Formatrice en citoyenneté intégrée, j’ai collaboré à la rédaction du « manuel de citoyenneté et des droits de l’homme à l’usage des soldats de l’armée congolaise », j’ai participé aussi à la première phase de formation des officiers supérieurs, formation des formateurs en vue de la vulgarisation du manuel au sein de l’armée.

J’ai été touchée par le désir de ces officiers de vouloir s’impliquer pour faire changer cet état des choses car conscients que le devoir n°1 est de sauvegarder l’intégrité du territoire et des congolais, cela m’a confortée.
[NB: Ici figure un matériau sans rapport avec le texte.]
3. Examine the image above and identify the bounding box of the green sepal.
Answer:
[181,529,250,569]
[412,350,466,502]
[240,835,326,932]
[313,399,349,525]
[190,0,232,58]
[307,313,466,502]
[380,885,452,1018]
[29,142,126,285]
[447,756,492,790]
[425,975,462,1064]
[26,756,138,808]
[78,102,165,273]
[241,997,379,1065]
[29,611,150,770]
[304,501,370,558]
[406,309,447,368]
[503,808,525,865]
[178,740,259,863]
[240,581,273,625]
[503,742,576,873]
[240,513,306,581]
Mais hélas, je crois savoir que la 2ième phase de vulgarisation a du plomb dans l’aile par manque de budget à allouer à ce programme…J’ose espérer qu’il ne s’agit pas là d’un manque de courage politique de ceux qui doivent soutenir ce programme.

Qu’écririez-vous sur du sable comme non-recommandable et que graveriez-vous sur une pierre comme recommandable aux immigrants et à nos lecteurs qui rêvent de faire de la politique comme vous ?

Comme non-recommandable: toujours rentrer dans le système et imploser dedans…influer sans perdre son identité. Comme recommandable: Nous avons tous en nous un potentiel de courage et d’abnégation. Avec de l’audace en plus nous pouvons même être des héros. Avec la solidarité, nous pouvons ériger des ponts. Avec de la volonté et de l’intelligence, nous pouvons remplir notre devoir: participer au progrès d’une nation et avec de la sagesse, les blessures de la vie servent à nous rappeler avec humilité d’où nous venons afin d’ajuster notre trajectoire quand tout part en vrille.